"The problem is not red tape but the core notion that the government has the right to tell people what they can do with their property based on some subjective notion of what is “historic.” If people want to protect historic properties, they should privately buy them."
The Antiplanner’s friend, Ann Brower, barely survived last February’s earthquake in Christchurch when a building fell on her bus, killing the driver and seven other passengers as well as four pedestrians. Now it turns out that the building had been known to be unsafe for nearly 30 years. The owner wanted to demolish it but couldn’t because the city considered it a “heritage building” and any work on it had to tramp through mountains of red tape.

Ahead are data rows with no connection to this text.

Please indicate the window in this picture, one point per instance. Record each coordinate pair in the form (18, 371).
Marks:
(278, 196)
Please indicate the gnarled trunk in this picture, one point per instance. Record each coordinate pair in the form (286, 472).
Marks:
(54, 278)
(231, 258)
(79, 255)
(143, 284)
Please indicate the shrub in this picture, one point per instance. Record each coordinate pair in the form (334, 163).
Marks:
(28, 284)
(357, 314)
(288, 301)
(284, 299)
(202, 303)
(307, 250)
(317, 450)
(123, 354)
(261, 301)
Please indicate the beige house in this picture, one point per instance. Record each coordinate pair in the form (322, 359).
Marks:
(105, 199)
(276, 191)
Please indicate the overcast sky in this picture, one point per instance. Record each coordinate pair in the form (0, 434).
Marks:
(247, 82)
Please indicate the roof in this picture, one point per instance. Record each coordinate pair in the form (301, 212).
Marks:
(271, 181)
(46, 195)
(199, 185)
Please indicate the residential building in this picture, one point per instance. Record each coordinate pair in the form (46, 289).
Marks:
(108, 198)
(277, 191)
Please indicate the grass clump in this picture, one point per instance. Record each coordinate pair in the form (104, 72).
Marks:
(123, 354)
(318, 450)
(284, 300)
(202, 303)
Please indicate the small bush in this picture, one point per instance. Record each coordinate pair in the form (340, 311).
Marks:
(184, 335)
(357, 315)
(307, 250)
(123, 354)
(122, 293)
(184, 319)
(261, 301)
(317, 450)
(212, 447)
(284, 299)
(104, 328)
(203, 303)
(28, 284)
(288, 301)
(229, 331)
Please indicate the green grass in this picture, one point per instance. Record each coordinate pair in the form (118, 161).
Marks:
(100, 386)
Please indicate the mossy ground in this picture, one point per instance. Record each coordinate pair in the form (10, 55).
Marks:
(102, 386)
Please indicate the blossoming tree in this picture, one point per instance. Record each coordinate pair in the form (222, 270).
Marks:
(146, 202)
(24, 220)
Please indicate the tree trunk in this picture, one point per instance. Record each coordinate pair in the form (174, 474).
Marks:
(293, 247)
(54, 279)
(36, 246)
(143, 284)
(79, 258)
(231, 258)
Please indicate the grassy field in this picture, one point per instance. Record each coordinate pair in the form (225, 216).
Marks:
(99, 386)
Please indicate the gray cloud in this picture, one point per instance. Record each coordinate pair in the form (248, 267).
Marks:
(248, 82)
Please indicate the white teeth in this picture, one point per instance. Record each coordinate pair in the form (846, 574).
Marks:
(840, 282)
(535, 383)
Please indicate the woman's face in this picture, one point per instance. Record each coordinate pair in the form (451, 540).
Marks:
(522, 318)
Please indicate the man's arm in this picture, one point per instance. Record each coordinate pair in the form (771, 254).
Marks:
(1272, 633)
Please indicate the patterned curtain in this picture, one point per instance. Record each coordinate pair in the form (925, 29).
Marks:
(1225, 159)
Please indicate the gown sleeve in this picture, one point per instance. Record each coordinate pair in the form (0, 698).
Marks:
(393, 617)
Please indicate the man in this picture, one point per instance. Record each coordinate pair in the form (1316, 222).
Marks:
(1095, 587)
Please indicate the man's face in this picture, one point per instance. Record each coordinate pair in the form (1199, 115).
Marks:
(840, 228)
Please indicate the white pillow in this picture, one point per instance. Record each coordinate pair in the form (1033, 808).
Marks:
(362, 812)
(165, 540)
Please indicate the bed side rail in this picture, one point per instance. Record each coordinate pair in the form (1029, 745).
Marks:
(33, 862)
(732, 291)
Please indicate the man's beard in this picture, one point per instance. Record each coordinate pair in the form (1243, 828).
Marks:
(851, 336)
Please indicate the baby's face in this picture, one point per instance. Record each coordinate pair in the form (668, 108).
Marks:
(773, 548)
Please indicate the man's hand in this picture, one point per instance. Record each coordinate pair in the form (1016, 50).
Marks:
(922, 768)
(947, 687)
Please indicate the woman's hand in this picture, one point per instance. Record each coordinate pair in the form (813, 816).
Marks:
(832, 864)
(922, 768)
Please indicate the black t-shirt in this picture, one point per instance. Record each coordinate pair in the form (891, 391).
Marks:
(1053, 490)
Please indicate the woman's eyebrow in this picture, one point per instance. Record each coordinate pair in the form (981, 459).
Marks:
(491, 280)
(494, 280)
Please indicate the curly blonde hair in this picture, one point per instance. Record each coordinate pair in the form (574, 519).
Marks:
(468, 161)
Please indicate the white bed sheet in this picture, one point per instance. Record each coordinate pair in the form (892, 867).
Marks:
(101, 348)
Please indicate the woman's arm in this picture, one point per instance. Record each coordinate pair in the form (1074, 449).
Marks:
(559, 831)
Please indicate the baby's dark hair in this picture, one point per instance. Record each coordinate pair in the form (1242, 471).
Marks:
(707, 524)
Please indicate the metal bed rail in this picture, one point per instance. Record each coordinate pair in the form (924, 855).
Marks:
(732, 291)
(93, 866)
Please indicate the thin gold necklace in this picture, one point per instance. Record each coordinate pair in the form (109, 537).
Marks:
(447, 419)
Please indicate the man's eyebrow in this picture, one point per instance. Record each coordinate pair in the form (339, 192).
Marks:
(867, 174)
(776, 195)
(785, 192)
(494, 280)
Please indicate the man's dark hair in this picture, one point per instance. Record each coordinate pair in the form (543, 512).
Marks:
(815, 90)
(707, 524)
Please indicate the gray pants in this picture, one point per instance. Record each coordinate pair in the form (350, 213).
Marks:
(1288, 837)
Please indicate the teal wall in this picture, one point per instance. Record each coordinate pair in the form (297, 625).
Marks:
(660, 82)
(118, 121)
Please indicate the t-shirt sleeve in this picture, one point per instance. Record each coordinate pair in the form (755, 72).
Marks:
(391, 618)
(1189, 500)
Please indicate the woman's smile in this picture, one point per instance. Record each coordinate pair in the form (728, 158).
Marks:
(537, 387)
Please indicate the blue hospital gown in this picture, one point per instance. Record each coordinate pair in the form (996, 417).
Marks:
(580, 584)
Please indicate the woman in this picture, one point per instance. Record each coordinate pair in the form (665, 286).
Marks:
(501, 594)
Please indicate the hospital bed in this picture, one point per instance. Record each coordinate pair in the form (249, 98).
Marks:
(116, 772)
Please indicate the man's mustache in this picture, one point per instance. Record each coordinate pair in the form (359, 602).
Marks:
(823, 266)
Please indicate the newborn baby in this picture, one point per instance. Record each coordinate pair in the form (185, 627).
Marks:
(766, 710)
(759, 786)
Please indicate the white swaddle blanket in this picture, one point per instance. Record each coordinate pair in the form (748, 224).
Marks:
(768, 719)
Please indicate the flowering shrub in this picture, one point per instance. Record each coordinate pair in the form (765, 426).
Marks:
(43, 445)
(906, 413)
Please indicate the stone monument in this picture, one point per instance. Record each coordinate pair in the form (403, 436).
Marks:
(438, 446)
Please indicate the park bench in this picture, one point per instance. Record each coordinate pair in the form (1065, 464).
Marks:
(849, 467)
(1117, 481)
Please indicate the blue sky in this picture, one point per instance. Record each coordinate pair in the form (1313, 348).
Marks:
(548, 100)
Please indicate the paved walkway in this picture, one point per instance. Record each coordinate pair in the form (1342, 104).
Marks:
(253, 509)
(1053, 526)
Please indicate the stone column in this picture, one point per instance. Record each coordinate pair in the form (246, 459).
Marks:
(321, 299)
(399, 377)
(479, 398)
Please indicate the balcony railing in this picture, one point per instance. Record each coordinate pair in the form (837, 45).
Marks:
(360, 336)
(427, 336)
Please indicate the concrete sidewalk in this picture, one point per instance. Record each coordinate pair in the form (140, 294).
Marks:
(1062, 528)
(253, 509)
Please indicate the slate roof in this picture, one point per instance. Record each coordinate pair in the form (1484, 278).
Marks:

Brower testified before a Royal Commission last week, and noted in a radio interview that numerous experts considered the building unsafe.
The city, of course, denies that red tape was a problem even though it can take six months to obtain consent to demolish or modify a building that the city has declared to be historic. Moreover, despite continuing earthquakes in Christchurch, historic preservationistsmoan that historic buildings are “losing the battle against the bulldozers.”
Brower pointed out that the New Zealand parliament had actually given the city the power to accelerate the process of approving demolitions, but the city considered such authority “draconian” and rarely if ever used it. City officials were obviously hoping that, if they stalled long enough, the owner would repair the building instead of tear it down.